On imagine par quelle phase d’apprivoisement Jean-Baptiste Thoret et son équipe (forcément légère) ont dû passer pour que les habitants du tunnel consentent à être filmés puis à raconter leurs vies devant une caméra. Les « entretiens » semblent à la fois pris sur le vif et impeccablement éclairés (à l’aide de néons de couleur) si bien que l’on se demande quelle méthode de travail a été appliquée. L’état d’esprit devait osciller entre rigueur et souplesse, réactivité et discrétion. Le film alterne les séquences souterraines et les scènes en surface, hors du tunnel où surprend la pollution sonore des avions qui ne cessent de survoler la ville. Brandi sort presque tous les soirs faire la manche accompagnée de son chien. Elle tient à son hygiène, mais reste attentive à garder une couche de crasse pour susciter l’empathie. J.J. aussi mendie régulièrement sur le Strip. Belle scène où la caméra reste avec lui au niveau du sol et regarde passer les touristes aveugles à son sort.

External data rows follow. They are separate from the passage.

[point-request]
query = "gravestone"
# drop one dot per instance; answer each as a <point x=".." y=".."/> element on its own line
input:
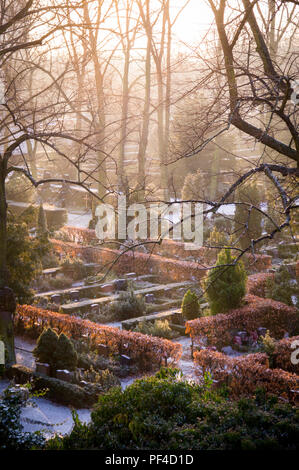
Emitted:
<point x="125" y="360"/>
<point x="94" y="308"/>
<point x="121" y="284"/>
<point x="56" y="299"/>
<point x="130" y="275"/>
<point x="261" y="331"/>
<point x="64" y="374"/>
<point x="42" y="368"/>
<point x="149" y="298"/>
<point x="107" y="288"/>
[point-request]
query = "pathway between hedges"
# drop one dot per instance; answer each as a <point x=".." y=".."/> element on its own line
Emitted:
<point x="51" y="417"/>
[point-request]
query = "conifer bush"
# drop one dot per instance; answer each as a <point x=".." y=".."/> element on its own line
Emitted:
<point x="225" y="285"/>
<point x="190" y="306"/>
<point x="65" y="356"/>
<point x="58" y="351"/>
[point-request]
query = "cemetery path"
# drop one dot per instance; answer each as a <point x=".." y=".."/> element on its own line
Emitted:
<point x="186" y="364"/>
<point x="51" y="417"/>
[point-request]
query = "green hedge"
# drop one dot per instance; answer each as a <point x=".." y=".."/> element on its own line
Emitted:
<point x="58" y="390"/>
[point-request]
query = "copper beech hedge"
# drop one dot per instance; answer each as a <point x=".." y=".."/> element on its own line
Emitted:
<point x="138" y="346"/>
<point x="245" y="374"/>
<point x="282" y="354"/>
<point x="257" y="283"/>
<point x="277" y="317"/>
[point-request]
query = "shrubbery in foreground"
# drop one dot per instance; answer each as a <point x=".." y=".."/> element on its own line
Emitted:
<point x="167" y="412"/>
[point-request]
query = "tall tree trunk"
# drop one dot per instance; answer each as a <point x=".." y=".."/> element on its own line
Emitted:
<point x="7" y="298"/>
<point x="124" y="122"/>
<point x="145" y="125"/>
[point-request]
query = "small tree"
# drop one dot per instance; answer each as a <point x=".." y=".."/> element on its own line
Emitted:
<point x="248" y="222"/>
<point x="190" y="306"/>
<point x="65" y="356"/>
<point x="46" y="347"/>
<point x="225" y="285"/>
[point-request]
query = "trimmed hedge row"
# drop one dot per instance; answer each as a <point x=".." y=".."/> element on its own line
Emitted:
<point x="277" y="317"/>
<point x="57" y="390"/>
<point x="256" y="283"/>
<point x="246" y="374"/>
<point x="141" y="348"/>
<point x="173" y="249"/>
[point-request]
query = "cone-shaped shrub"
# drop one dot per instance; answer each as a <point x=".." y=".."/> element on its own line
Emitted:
<point x="65" y="354"/>
<point x="46" y="347"/>
<point x="225" y="285"/>
<point x="190" y="306"/>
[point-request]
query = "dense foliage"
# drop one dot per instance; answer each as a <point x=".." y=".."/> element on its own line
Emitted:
<point x="277" y="317"/>
<point x="190" y="306"/>
<point x="150" y="349"/>
<point x="282" y="287"/>
<point x="12" y="436"/>
<point x="58" y="351"/>
<point x="24" y="256"/>
<point x="226" y="284"/>
<point x="167" y="412"/>
<point x="159" y="328"/>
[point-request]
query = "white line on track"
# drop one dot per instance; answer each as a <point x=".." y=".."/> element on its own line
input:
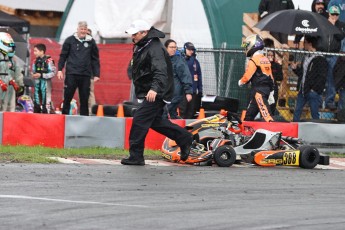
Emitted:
<point x="69" y="201"/>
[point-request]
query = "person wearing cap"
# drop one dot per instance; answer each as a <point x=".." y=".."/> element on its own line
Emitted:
<point x="333" y="46"/>
<point x="320" y="7"/>
<point x="341" y="5"/>
<point x="182" y="80"/>
<point x="81" y="56"/>
<point x="152" y="75"/>
<point x="189" y="108"/>
<point x="317" y="6"/>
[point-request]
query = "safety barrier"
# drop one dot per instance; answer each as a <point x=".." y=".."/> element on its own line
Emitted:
<point x="60" y="131"/>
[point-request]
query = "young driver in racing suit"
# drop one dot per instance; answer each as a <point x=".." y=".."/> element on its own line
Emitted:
<point x="43" y="70"/>
<point x="259" y="74"/>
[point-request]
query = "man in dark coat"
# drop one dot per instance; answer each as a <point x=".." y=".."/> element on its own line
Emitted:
<point x="311" y="80"/>
<point x="152" y="75"/>
<point x="81" y="56"/>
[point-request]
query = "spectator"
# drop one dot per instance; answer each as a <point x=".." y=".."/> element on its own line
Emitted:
<point x="341" y="5"/>
<point x="317" y="6"/>
<point x="259" y="74"/>
<point x="80" y="54"/>
<point x="311" y="80"/>
<point x="153" y="79"/>
<point x="339" y="81"/>
<point x="333" y="46"/>
<point x="189" y="109"/>
<point x="267" y="7"/>
<point x="92" y="98"/>
<point x="277" y="72"/>
<point x="10" y="74"/>
<point x="43" y="70"/>
<point x="182" y="80"/>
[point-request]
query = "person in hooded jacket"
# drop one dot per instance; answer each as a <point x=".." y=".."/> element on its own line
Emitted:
<point x="311" y="80"/>
<point x="182" y="79"/>
<point x="189" y="108"/>
<point x="80" y="54"/>
<point x="152" y="75"/>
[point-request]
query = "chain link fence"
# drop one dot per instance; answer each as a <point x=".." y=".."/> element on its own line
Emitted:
<point x="222" y="68"/>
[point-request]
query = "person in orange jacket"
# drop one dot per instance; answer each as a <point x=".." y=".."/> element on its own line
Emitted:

La force de ce plan est de nous contraindre à une cruelle dialectique puisque nous sommes au même moment l’un ET les autres, l’individu et le monde, la souffrance et l’indifférence.
Brandi, comme tous les autres, voudrait trouver la force de s’extraire du tunnel où sa vie s’est encalminée depuis trop longtemps. Sa fille vient lui rendre visite une ou deux fois par an. Brandi n’a aucun endroit où la recevoir. Les deux femmes discutent, assises au bord d’une route. La fille de Brandi dit espérer que sa mère s’en sorte (au sens figuré mais aussi au sens propre, du tunnel) mais ne l’attend plus. Dans son dernier cauchemar, on retrouvait sa mère morte dans une benne. « Je te promets que je ne mourrai pas dans une benne, ni dans le tunnel » jure Brandi. La caméra s’est légèrement déplacée et arrêtée sur le visage endormi de sa petite fille qu’elle connaît à peine, calée dans une poussette. Même si nos fictions intérieures sont parfois nos démons, il est permis de rêver.